An infrastructure audit grouped existing systems into workloads – for example, picking and ERP system workloads – while mapping of extensive technical interdependencies made it clear that the project needed to be a completed as a lift-and-shift migration.

“Given the interconnectivity of these systems, the on-premise warehousing systems and the automation systems, it was clear that it needed to all come across at once,” Gordon explained.

By developing a ‘run book’ spanning staff education, compliance checks, cloud training programs and other aspects of the move, CMS and Sheffield were able to plan every step of the migration while tapping Ingram Micro’s software licensing expertise to minimise the cost of the new environment.

The fact that Sheffield’s core systems were all based on Microsoft technologies streamlined the migration to Azure, meaning that the move was “just a matter of clicking and deploying [each VM],” Gordon said, “and that only takes 15 to 20 minutes.”

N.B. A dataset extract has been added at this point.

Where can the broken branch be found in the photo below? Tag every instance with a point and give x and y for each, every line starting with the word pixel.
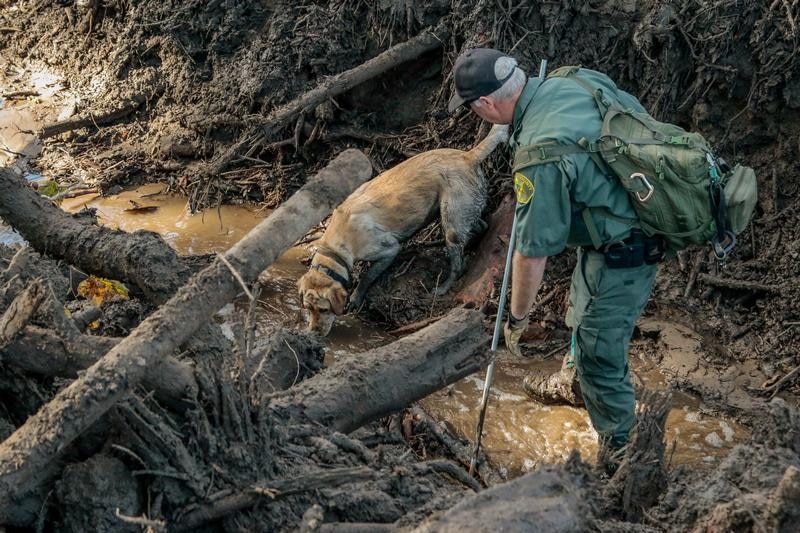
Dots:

“A lot of it is around making sure everything works once you get into that environment,” he added. “It’s lift and shift, but we’re manipulating the environment as well – so we need to make sure that communication continues to work across all the different systems.”

CMS and Sheffield teams spent three months working in an isolated cloud instance to ensure the new environment supported Sheffield’s industrial equipment in the same way as it did in the past.

“It was good to be able to isolate and have run tests,” Gordon said, “so that we were really confident about the solution when we pushed the button.”

After a smooth migration, operational costs soon dropped by 30% compared to Sheffield’s previous environment, with reviews of licensing instances and system utilisation helping lower costs and the choice of short term, long term, or pay as you go cloud payment options improving visibility of operational costs.

“Once everybody is comfortable with the amount of resources needed for the environment to run,” Gordon said, “we can lock it in for three years – and then they really see the cost savings from there."